The ability to understand where their organisation should sit on the risk-opportunity spectrum, or developing an effective risk appetite, has become key to CFOs and other leaders, says Leithead.
Most business leaders agree the need to mitigate risk but how many of them want, in this economic climate, to throw the kitchen sink at it? Leithead ask. “If we set out to be best in class, to set the industry standard, we may end up spending a huge amount of money, only to self inflict a business limiting commercial straitjacket. The CFO has to officiate the tug of war between the commercial heads and the risk management heads, and get help their organisation strike the right balance,” he says.
Appetite for risk
Elaine Collins, a professor at the UNSW Business School, in Sydney, says risk appetite depends entirely on the environment a corporate is operating and its strategic objectives, and the pathways taken to take to reach their objectives. “There’s a big choice of pathways that will determine what choices they make, especially when the environment is complex and challenging. So in that context it may take some deep thinking about what route, which strategy to take,” she says.
Prof Collins, who has sat on a number of Boards including that of the Australian arm of Zurich Insurance, says some key questions need to be considered by corporate leaders. “How difficult is it to align risk appetite with those issues? Is it aligned with the company’s vision? Is it aligned with the objectives of the shareholders?
“They have to think about what do the risks look like and how likely they are, what their severity might be. What is the enthusiasm for a risk profile? In a more complex environment you might have lower tolerance, so it is incumbent on companies to look at this regularly, perhaps annually. But they should look at in a different way when the environment changes”, she advises.
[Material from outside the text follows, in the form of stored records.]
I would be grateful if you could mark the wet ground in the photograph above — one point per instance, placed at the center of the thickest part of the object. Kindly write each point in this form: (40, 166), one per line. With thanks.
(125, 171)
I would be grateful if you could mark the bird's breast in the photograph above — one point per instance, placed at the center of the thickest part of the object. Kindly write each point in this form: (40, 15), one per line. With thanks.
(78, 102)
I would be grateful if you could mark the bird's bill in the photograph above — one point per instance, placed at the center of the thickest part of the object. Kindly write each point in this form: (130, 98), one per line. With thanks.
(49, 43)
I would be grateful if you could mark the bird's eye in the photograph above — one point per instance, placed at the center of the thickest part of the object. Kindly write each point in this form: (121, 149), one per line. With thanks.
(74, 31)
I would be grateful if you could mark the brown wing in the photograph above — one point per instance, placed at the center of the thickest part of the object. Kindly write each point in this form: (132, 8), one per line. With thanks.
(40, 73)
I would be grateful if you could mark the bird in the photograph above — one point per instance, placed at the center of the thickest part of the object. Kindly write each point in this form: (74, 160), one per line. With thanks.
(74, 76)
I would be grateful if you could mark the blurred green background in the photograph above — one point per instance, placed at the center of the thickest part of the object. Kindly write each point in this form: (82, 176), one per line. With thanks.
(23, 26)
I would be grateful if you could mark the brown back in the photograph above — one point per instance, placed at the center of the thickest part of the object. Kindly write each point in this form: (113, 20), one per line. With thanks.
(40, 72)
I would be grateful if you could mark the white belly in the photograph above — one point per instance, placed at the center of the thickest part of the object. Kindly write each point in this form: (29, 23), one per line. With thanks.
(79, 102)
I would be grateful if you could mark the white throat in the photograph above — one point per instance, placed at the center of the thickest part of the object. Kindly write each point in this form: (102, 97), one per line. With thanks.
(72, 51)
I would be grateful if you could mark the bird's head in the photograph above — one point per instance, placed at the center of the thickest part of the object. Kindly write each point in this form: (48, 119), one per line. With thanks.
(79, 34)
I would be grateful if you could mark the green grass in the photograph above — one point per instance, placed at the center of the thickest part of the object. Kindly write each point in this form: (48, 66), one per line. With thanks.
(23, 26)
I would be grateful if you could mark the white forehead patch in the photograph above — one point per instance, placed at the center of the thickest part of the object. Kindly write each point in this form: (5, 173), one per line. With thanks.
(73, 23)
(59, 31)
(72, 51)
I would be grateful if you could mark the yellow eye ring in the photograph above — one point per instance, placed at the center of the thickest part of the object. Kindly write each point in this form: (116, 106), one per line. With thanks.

Ensuring the communication around risk is effective is absolutely critical, says Prof Collins, referring to a recent royal commission into misconduct in the Australian financial services industry, which she says “demonstrated how financial institutions did not express clearly their risk appetites, and did not deliver on expectations.”
Prof Collins says a Board-led approach, featuring a powerful statement on risk “should be forward looking, part of an overall strategy, should have tight wording, and should cascade down to the frontline staff of the organisation. It creates a of risk culture because cascading down means everyone knows what the risk appetite is and what it means to the organisation, everyone is aligned in their thinking and execution of their roles.”
Corporates have to regularly refresh their risk cultures. “You can have all the best technologies in the world, but if you have a poor risk culture you’re not going to be well protected. The tone needs to come from the top, executives need to demonstrate in Board meetings, committee meetings, consistency across the whole organisation, the kind of culture, approach you want everyone to have,” she says.
When it comes to the traits of a strong risk leader, Prof Collins says: “It is really important that they get the business to understand how risks are managed, not as an examiner giving a bad mark if it doesn’t manage risk well, but through monitoring. Risk leaders should see themselves as being at the front line, with the second line being all divisions of the business collaborating with the first line to manage their risks better,” she adds.
Morgan McKinley’s Leithead says external advisors can play a key role in helping finance leaders to develop their risk awareness. But he says it’s essential, when the application of regulations are often evolving fast, to have a challenging and inquisitive mindset. “An important tactic is to go beyond those paid advisors, to look outside the organisation to gain industry perspectives, from conferences and white papers but also from direct conversation with peers and competitors,” he adds.